More compression doc updates

HeidiSteen · HeidiSteen · commit ff281b5a7364 · 2024-11-06T15:50:46.000-08:00
diff --git a/articles/search/search-api-migration.md b/articles/search/search-api-migration.md
@@ -11,7 +11,7 @@ ms.custom:
   - ignite-2023
   - build-2024
 ms.topic: conceptual
-ms.date: 11/05/2024
+ms.date: 11/19/2024
 ---
 
 # Upgrade to the latest REST API in Azure AI Search
@@ -77,7 +77,7 @@ See [Migrate from preview version](semantic-how-to-configure.md#migrate-from-pre
 
 [`2024-11-01-preview`](/rest/api/searchservice/search-service-api-versions#2024-11-01-preview) query rewrite, Document Layout skill, keyless billing for skills processing, Markdown parsing mode, and rescoring options for compressed vectors.
 
-If you're upgrading from `2024-09-01-preview`, you can use the new preview APIs with no change to existing code.

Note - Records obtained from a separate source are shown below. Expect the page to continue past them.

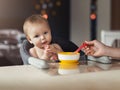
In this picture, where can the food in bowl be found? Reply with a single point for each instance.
(68, 57)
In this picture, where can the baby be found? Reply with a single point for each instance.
(38, 33)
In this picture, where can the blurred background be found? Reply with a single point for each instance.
(75, 20)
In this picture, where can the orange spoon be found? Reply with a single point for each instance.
(83, 45)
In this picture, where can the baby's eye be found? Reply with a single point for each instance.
(45, 32)
(36, 36)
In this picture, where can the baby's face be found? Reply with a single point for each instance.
(40, 35)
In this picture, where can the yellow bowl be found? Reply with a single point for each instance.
(68, 57)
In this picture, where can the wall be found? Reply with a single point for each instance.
(13, 13)
(80, 26)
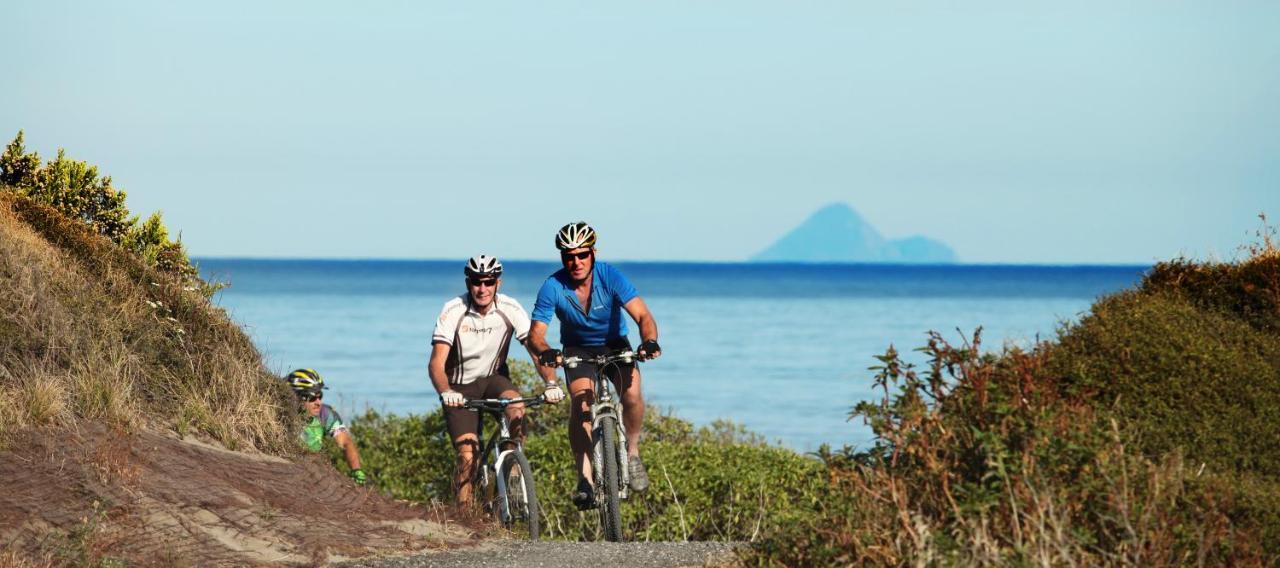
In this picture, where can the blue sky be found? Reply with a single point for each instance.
(1015, 132)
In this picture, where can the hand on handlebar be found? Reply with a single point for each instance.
(551, 358)
(452, 398)
(648, 349)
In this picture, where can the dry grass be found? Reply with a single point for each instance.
(90, 331)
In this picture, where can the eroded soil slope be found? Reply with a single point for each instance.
(150, 498)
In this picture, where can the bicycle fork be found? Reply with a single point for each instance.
(598, 412)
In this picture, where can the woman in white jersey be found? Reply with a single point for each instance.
(469, 360)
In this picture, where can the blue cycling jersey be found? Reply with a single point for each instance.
(581, 326)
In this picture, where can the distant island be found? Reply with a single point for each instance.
(836, 233)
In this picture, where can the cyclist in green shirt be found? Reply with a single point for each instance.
(321, 420)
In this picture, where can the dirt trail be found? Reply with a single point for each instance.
(151, 498)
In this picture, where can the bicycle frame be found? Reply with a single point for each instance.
(607, 404)
(502, 438)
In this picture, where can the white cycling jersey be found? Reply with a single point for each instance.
(479, 343)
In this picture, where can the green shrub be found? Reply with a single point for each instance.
(990, 459)
(76, 189)
(1180, 378)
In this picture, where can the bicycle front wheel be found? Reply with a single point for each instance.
(608, 479)
(521, 499)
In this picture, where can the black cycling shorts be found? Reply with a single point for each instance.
(461, 420)
(621, 372)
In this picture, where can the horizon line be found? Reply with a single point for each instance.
(552, 261)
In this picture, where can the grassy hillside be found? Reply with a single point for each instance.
(101, 317)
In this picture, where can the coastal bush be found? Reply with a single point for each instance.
(91, 331)
(716, 482)
(76, 189)
(1143, 435)
(986, 458)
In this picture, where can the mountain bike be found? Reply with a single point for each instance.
(608, 440)
(506, 480)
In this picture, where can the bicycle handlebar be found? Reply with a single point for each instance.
(499, 403)
(625, 356)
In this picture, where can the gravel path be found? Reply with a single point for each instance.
(568, 554)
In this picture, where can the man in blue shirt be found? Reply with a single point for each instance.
(588, 297)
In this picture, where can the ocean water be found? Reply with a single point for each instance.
(782, 349)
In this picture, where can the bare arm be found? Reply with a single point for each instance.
(548, 374)
(435, 367)
(348, 448)
(639, 312)
(536, 340)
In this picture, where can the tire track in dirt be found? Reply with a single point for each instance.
(150, 498)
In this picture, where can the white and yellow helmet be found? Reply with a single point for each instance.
(305, 381)
(575, 236)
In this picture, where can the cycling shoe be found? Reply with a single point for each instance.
(584, 497)
(639, 477)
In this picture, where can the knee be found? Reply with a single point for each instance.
(466, 449)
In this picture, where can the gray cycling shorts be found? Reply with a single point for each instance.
(464, 421)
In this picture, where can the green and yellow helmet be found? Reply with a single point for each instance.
(305, 381)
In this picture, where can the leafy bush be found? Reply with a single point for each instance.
(1144, 435)
(76, 189)
(707, 484)
(88, 330)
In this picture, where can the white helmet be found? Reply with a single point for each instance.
(483, 265)
(575, 236)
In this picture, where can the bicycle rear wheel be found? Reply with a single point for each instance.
(608, 479)
(521, 502)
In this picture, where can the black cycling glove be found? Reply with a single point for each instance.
(649, 347)
(549, 357)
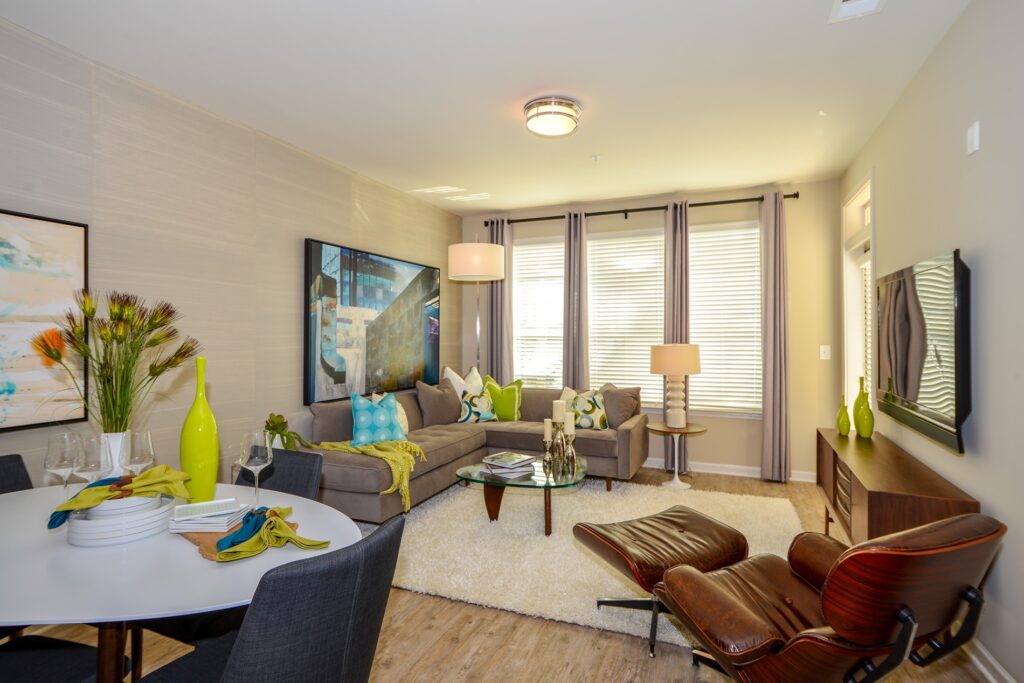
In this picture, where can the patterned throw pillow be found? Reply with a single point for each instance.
(588, 408)
(373, 423)
(402, 418)
(472, 383)
(505, 399)
(477, 408)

+If you're upgrading from `2024-09-01-preview`, you can use the new preview APIs with no change to existing code. However, the new version introduces change to vectorSearch.compressions, replacing `rerankWithOriginalVectors` with `enableRescoring`, and moving `defaultOversampling` to a new `rescoringOptions` property object. For a comparison of the syntax, see [Compress vectors using scalar or binary quantization](vector-search-how-to-quantization.md#add-compressions-to-a-search-index).
 
 ## Upgrade to 2024-09-01-preview
 
diff --git a/articles/search/vector-search-how-to-quantization.md b/articles/search/vector-search-how-to-quantization.md
@@ -44,7 +44,13 @@ Two types of quantization are supported:
 
 The following example shows a partial index definition with a fields collection that includes a vector field, and a `vectorSearch.compressions` section.
 
-This example includes both `scalarQuantization` or `binaryQuantization`. You can specify as many compression configurations as you need, and then assign the ones you want to a vector profile.
+It includes both `scalarQuantization` or `binaryQuantization`. You can specify as many compression configurations as you need, and then assign the ones you want to a vector profile.
+
+Syntax for `vectorSearch.Compressions` varies between stable and preview REST APIs, with the preview adding new options for storage optimization, plus changes to existing syntax. Backwards compatibility is preserved through internal API mappings, but you should adopt the new syntax in code that targets 2024-11-01-preview and future versions.
+
+### [**2024-07-01**](#tab/2024-07-01)
+
+Use the [Create Index](/rest/api/searchservice/indexes/create) or [Create or Update Index](/rest/api/searchservice/indexes/create-or-update) REST API to configure compression settings.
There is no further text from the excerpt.